Hildegard continually notes that the entire basis for the Devil’s attacks on humankind are to accomplish through God’s work (i.e., us) what the Devil could not do on his own in heaven. The self-deception that led to the Devil’s fall thus becomes his primary weapon against humankind. Indeed, his first temptation of us is a rhetorical deception: “You certainly will not die!” he says to Eve (Gen 3:4). He constantly tries to convince us that what we know about God and creation is not really true. “None of you even know what you are!” he barks to the personified Virtues in Hildegard’s play, Ordo Virtutum (Scene 1, line 62)—wisely, the Virtues ignore the taunt. Elsewhere, Hildegard imagines the Antichrist giving a speech that specifically targets “the law of sexual restraint,” which he claims is “contrary to the way of nature.” His gaslighting continues:
So know then what you really are! For your first teacher deceived you and didn’t help you in anything. But I inspire you really to learn about yourselves and to know what you are, for I created you, and I am completely in all things (The Book of Divine Works 3.5.30, 467).

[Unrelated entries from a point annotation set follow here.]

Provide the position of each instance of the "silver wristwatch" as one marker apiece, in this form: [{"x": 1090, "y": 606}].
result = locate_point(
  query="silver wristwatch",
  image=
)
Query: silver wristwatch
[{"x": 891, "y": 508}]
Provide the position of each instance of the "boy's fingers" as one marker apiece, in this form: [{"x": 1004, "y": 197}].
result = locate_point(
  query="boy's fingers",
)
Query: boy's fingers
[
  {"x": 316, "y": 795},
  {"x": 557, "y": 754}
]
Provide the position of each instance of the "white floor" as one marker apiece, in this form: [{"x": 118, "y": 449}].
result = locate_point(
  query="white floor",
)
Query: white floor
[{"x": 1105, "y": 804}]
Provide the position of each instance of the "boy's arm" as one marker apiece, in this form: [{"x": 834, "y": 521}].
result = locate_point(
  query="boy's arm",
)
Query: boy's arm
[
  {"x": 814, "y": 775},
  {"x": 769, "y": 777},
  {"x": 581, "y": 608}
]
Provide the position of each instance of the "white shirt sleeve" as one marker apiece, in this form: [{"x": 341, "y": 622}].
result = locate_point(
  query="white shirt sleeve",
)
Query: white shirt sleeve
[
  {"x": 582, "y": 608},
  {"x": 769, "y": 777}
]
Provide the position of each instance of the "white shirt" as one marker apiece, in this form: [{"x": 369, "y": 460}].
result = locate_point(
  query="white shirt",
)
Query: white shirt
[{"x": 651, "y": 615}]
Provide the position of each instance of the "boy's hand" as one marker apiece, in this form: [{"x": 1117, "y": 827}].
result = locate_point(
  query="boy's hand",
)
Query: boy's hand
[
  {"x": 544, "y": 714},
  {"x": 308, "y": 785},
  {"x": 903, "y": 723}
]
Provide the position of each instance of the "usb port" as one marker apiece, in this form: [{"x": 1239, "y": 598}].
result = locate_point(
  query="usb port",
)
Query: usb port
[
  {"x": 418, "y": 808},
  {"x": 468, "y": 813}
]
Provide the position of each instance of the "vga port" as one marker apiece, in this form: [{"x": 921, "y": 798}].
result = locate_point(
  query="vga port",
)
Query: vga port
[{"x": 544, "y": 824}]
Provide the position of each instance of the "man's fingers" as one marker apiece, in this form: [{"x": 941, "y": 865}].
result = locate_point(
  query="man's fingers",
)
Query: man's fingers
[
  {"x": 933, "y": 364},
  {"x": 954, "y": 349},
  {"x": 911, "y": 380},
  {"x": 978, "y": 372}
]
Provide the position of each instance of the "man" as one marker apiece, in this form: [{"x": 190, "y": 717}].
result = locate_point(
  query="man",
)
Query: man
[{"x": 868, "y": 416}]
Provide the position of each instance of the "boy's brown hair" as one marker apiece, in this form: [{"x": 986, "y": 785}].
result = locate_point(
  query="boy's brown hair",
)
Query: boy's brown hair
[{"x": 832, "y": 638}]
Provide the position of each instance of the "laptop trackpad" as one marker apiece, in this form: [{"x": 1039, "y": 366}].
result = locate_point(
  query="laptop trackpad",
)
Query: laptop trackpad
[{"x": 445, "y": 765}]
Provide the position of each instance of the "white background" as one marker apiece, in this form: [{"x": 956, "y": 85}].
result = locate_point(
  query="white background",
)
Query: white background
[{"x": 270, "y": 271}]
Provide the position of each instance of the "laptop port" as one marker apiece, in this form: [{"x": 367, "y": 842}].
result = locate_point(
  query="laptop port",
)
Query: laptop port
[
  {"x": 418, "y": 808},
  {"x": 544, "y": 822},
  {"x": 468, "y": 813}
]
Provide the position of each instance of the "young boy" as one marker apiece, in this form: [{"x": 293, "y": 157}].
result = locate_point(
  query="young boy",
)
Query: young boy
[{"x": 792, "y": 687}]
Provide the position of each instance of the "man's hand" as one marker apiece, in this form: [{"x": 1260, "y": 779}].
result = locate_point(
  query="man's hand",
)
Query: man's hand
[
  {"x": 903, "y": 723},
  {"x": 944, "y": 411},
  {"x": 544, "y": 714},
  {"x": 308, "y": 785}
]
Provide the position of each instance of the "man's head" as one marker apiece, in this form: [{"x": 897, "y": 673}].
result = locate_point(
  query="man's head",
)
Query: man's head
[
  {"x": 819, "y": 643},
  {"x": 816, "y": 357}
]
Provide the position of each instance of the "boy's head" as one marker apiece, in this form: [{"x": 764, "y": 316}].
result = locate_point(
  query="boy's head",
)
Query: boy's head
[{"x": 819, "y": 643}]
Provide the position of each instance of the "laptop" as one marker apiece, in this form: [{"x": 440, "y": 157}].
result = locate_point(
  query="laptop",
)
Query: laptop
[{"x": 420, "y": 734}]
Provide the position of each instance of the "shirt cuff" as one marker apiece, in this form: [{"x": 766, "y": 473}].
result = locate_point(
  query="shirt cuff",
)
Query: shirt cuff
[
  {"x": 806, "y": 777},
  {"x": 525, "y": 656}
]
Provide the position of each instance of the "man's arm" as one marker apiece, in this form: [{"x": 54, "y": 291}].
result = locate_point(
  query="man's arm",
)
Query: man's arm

All of these are traits of the sexual abuser, too. He makes himself a god, thus perverting the order of reality rather than recognizing his mutual relationship and interdependence with others. In privileging his own power, he turns away from a true knowledge of how to exist and foists a deceitful subversion in its place, gaslighting his victims to convince them of it. And when their pretensions to power are called out for what they are—abusive and false—they react with outrage.
In imagining the devil raping Eve, Hildegard gives us an opening to allow the story of Eden to shed light on our own struggles to discern truth amid the shadows cast by abuse. Bypassing the vexed question of why it would once have been forbidden, Hildegard privileges the knowledge of good and evil as the most powerful tool of human rationality. As the conscience, it is our internal guidance system, allowing us to distinguish and discern right from wrong, truth from falsehood, and thus informing the will, in order to act upon those distinctions.
But as we plainly see, the abuse of sexual power throws this guidance system into confusion. The powerful discernment between good and evil that Eve and Adam would have gained by eating of the forbidden fruit was negated by the cloud of deceit and doubt that overshadowed it. Indeed, this was another of Hildegard’s striking reimaginations of the devil’s assault: a smoky cloud from the pit of hell reaching out to touch a brilliant white cloud full of stars—Eve, the mother of all living, lightened things (Scivias 1.2.10).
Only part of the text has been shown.